= Eric Ellis (journalist) =

Eric Ellis is an Australian journalist who writes about the politics, economics and societies of South and South-East Asia.

==Biography==
He has written for Fortune, Forbes, the Financial Times, Time, The Times, The Bulletin/Newsweek, The Spectator, Institutional Investor, Euromoney, The Sydney Morning Herald, The Age, Australian Financial Review and the International Herald Tribune.

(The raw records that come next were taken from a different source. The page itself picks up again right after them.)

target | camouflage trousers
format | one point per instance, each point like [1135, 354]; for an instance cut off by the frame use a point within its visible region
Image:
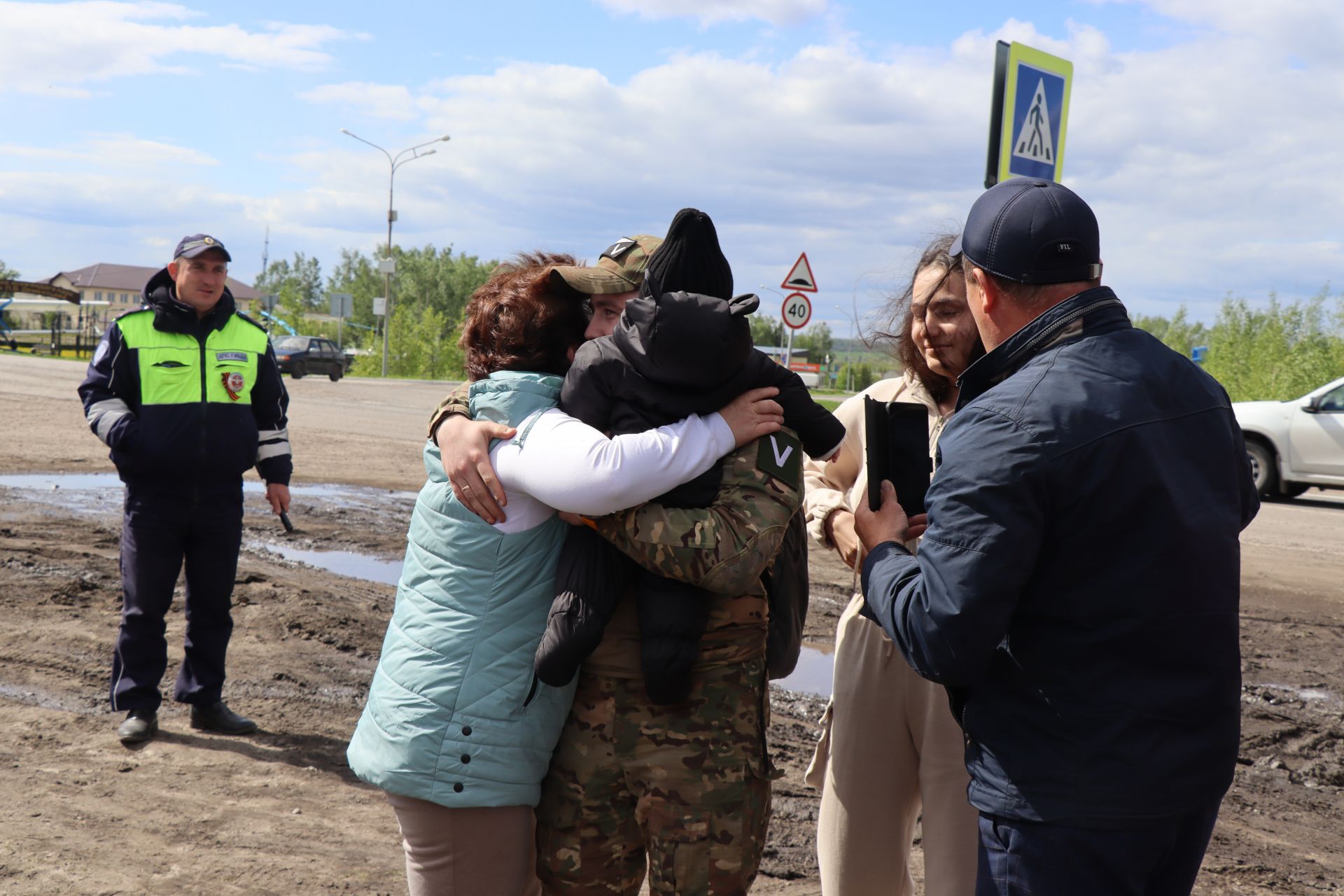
[687, 786]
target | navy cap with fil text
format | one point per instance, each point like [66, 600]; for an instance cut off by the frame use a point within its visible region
[1032, 232]
[198, 244]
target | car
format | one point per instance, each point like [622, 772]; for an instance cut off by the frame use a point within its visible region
[302, 355]
[1297, 444]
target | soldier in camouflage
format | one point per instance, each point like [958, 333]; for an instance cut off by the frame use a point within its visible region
[682, 790]
[689, 785]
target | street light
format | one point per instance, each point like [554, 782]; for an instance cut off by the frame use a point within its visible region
[853, 328]
[394, 163]
[781, 326]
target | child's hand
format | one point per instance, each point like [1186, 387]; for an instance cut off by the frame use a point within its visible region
[753, 414]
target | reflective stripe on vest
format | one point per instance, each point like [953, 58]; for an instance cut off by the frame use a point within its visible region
[171, 363]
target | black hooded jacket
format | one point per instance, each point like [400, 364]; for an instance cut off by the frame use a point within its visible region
[671, 356]
[685, 354]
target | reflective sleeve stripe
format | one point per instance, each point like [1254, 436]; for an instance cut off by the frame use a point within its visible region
[104, 415]
[272, 449]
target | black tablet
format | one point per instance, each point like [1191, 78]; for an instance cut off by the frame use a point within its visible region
[898, 450]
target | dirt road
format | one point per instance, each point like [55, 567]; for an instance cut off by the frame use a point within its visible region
[280, 813]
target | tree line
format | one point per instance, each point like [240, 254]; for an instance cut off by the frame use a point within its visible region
[1269, 354]
[1276, 351]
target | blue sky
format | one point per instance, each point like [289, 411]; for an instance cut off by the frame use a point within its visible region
[1208, 136]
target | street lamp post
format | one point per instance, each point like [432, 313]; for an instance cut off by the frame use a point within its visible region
[393, 164]
[853, 328]
[790, 349]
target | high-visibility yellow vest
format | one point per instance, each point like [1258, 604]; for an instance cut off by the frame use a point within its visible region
[175, 368]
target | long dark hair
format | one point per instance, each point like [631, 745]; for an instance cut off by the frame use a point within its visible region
[899, 318]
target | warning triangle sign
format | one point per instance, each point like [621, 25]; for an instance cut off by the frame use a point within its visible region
[800, 277]
[1034, 140]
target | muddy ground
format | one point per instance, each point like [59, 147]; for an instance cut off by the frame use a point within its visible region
[280, 812]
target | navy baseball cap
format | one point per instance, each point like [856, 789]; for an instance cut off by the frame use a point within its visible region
[1031, 232]
[198, 244]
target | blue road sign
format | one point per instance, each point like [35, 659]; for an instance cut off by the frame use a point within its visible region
[1037, 118]
[1030, 117]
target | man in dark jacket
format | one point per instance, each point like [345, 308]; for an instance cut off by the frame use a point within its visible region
[1078, 583]
[187, 396]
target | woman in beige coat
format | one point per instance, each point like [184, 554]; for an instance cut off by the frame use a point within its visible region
[890, 745]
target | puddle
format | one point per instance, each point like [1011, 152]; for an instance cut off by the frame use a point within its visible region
[102, 492]
[43, 700]
[812, 675]
[355, 566]
[1306, 695]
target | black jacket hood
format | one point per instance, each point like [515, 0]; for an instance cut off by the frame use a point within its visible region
[686, 339]
[172, 316]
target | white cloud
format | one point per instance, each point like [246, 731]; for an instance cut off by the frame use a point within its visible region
[777, 13]
[118, 150]
[375, 101]
[59, 49]
[1212, 164]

He reported on the Bali bombings over 2002–03, which won him the 2003 Walkley Award for Excellence in Journalism for Coverage of the Asia-Pacific Region. He was a finalist for the 2006 Walkley Award for an investigative series from Poland and was also a finalist in the 1993 Walkley Awards for his reporting from China. In 2005 was short-listed for the British Business Journalist of the Year Awards for reporting from Afghanistan, where he has tracked its post 9-11 development. He was a finalist in the 2005 South Asian Journalists Association of North America awards for his reporting of the Sri Lankan tsunami for Fortune. In May 2007, a profile he prepared of Wendi Deng was refused publication in the Sydney Morning Herald. In February 2008, he was appointed an official observer of the Pakistan general elections.

In 1999, he was appointed the regional correspondent of Time magazine, based in Singapore, and covering regional economic and political topics, notably the emergence of the internet in Asia, and of independence in East Timor. He became Fortunes correspondent in South-East Asia in 2001, and wrote for that magazine until 2008. In 1996, he was posted to the United States as correspondent with the Australian Financial Review.